A bend ahead made a brief blind. It was the sort where one might walk a quarter of an hour or more without meeting a soul. He did not like it, and would on any other day have chosen another path. He preferred the open ground, where a man might see who came behind. He touched the page in his pocket and felt the edge of the paper with the name upon it.

“Mr. Hatch.”

The voice came soft and level. Its coldness, joined with the stealth of its approach, told him at once who stood behind. It was the killer. He knew it instinctively. This was the very reason he had moved with such care since leaving home, and why he had spoken to no one of what he had found, nor where. The man had discovered his handkerchief was lost, Tobias thought. He had hoped it might be taken for a trifle dropped in haste, not known to have been seen and claimed by him.

He turned, knowing he must aim for the hand and not the face. There was no profit in seeking features when the assailant would assuredly strike with his hand.

Yet he turned too late. A gloved hand was already raised, a square of white cloth spread neat across the palm. It came against his mouth and nose with sure precision. The scent struck him at once, sweet and heavy, the same false sweetness that had clung to the handkerchief in his drawer.

He jerked his head aside and dragged in half a breath. He drove forward, meaning to pin the attacker to the hedge. The hedge tore his sleeve, sharp pain anchoring him. He stamped down hard on a foot. The handkerchief shifted a fraction.

He seized the wrist of the assailant with both hands. There was strength in it, controlled and steady, not brutish. He bent low, then snapped his head up, striking. The man grunted, but the cloth returned, patient and deliberate. Tobias ripped atthe glove, tearing a seam. He took it as proof he still had hold of himself.

He twisted, throwing his weight, trying to fall upon the pocket with the note. The man countered with a knee, forcing him back against the hedge. The cloth pressed again. The sweetness thickened in his throat.

He fought still — an elbow to the ribs, a clawing hand at the mask of his attacker, another wrench at the finger-joints — but his body began to falter, each order from his mind delayed, as though travelling too far.

His vision blurred. Still, he made himself think of the paper. The name. He raked once more at the glove, hoping to leave a mark the owner could not hide.

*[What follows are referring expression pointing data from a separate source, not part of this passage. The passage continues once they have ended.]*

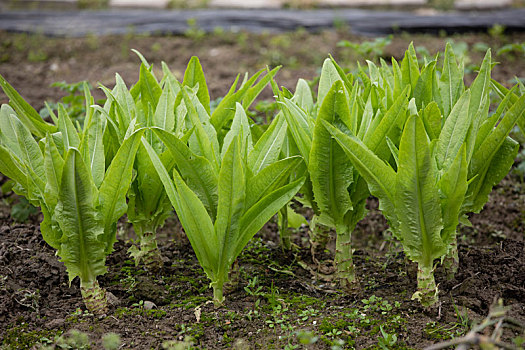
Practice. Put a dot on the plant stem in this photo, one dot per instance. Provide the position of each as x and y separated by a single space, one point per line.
319 235
94 297
344 264
148 252
451 260
218 298
152 257
284 232
427 291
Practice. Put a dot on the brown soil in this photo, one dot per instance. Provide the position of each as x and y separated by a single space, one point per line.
37 304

The cloth held fast. The strength in his arms ebbed first, then in his legs. The hedge pricked his back like a row of pins, keeping him upright a moment longer than he had earned. He wondered if his attacker was Richard Doughty. How could he know he was coming to question him? Had he been watching his every move since the murder of Wickham? The build was not unlike his, yet with the mask close upon the face, he could not be certain.

He tried to count one more time to keep himself aware of his surroundings. One. The paper. Two. The name. Three—

The number fled him.

Light tilted. The ground came fast. His last thought was not of his foe, but of the drawer at his desk, the cloth within, and the hope that someone would see what he had seen.

Then there was only quiet, complete and untroubled, as if the lane had never known a step upon it.

Chapter Five

The market at Meryton bore all its accustomed bustle. Carts rattled along the cobbles, their wheels splashing the mud from last night’s rain. Women leaned over stalls, fingering ribbons or pointing at fruit, while their voices rose in a hundred separate bargains. The air smelled of damp straw, fresh bread, and the faint iron tang of the butcher’s knives being sharpened.